QA-LIGN: Aligning LLMs through Constitutionally Decomposed QA
This addresses the challenge of making LLM alignment more transparent and effective for AI safety applications, representing a novel method rather than an incremental improvement.
The paper tackles the problem of aligning large language models with principles like helpfulness and safety by introducing QA-LIGN, which decomposes rewards into interpretable evaluations, resulting in up to a 68.7% reduction in attack success rates while maintaining a low false refusal rate of 0.67%.
Alignment of large language models (LLMs) with principles like helpfulness, honesty, and harmlessness typically relies on scalar rewards that obscure which objectives drive the training signal.
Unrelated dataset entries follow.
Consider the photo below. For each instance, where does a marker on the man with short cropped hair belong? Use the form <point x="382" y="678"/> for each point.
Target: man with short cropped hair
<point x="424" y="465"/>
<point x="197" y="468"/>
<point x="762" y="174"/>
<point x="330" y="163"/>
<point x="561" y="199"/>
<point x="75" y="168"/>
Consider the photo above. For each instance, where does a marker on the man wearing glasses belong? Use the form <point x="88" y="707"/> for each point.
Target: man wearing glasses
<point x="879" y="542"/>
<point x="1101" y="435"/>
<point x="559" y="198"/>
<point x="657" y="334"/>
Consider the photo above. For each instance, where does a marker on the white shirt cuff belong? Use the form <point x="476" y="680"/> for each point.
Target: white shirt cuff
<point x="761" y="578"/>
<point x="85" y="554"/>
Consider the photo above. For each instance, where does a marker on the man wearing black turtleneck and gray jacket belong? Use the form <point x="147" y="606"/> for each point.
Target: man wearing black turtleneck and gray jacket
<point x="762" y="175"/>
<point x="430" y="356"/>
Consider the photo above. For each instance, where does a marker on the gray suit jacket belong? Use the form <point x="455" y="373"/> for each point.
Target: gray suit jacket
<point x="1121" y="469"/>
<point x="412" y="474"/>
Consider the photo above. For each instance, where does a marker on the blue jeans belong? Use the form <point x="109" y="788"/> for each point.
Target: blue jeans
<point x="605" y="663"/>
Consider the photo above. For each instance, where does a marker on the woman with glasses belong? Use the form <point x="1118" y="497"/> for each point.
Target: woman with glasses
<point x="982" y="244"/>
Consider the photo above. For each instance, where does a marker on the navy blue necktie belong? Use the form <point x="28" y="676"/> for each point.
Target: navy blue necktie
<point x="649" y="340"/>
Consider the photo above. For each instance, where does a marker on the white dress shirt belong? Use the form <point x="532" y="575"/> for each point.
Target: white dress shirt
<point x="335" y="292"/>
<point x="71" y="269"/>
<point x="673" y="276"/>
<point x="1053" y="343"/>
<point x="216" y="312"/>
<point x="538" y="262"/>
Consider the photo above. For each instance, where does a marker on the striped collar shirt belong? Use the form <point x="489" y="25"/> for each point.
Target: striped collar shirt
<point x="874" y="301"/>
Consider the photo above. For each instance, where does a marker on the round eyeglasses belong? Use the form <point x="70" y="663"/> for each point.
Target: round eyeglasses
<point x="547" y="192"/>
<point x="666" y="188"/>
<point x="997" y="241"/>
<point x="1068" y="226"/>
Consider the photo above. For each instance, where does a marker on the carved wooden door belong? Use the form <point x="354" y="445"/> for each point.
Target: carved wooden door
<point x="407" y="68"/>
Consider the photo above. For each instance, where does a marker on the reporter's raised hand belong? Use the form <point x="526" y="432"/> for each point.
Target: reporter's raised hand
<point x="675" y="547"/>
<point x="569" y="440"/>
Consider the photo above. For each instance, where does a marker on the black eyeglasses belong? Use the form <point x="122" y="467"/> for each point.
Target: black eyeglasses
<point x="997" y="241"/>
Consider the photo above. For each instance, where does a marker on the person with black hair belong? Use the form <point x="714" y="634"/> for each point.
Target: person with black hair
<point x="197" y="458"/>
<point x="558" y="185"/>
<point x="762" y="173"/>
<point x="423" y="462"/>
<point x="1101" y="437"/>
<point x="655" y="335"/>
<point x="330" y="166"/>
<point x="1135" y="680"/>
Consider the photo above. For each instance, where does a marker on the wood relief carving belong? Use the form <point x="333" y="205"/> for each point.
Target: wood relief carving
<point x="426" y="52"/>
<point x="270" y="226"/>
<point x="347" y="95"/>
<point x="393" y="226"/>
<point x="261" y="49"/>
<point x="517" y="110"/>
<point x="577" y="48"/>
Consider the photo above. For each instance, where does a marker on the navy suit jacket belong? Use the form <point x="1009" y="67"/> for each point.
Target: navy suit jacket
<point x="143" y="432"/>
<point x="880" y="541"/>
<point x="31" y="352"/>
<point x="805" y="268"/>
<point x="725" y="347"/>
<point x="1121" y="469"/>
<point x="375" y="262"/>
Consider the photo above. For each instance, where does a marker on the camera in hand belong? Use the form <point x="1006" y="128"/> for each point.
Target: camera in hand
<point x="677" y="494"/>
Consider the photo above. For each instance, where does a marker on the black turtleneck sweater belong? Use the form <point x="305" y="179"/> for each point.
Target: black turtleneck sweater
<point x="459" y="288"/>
We introduce QA-LIGN, which decomposes monolithic rewards into interpretable principle-specific evaluations through structured natural language programs. Models learn through a draft, critique, and revise pipeline, where symbolic evaluation against the rubrics provides transparent feedback for both initial and revised responses during GRPO training. Applied to uncensored Llama-3.1-8B-Instruct, QA-LIGN reduces attack success rates by up to 68.7% while maintaining a 0.67% false refusal rate, achieving Pareto optimal safety-helpfulness performance and outperforming both DPO and GRPO with state-of-the-art reward models given equivalent training. These results demonstrate that making reward signals interpretable and modular improves alignment effectiveness, suggesting transparency enhances LLM safety.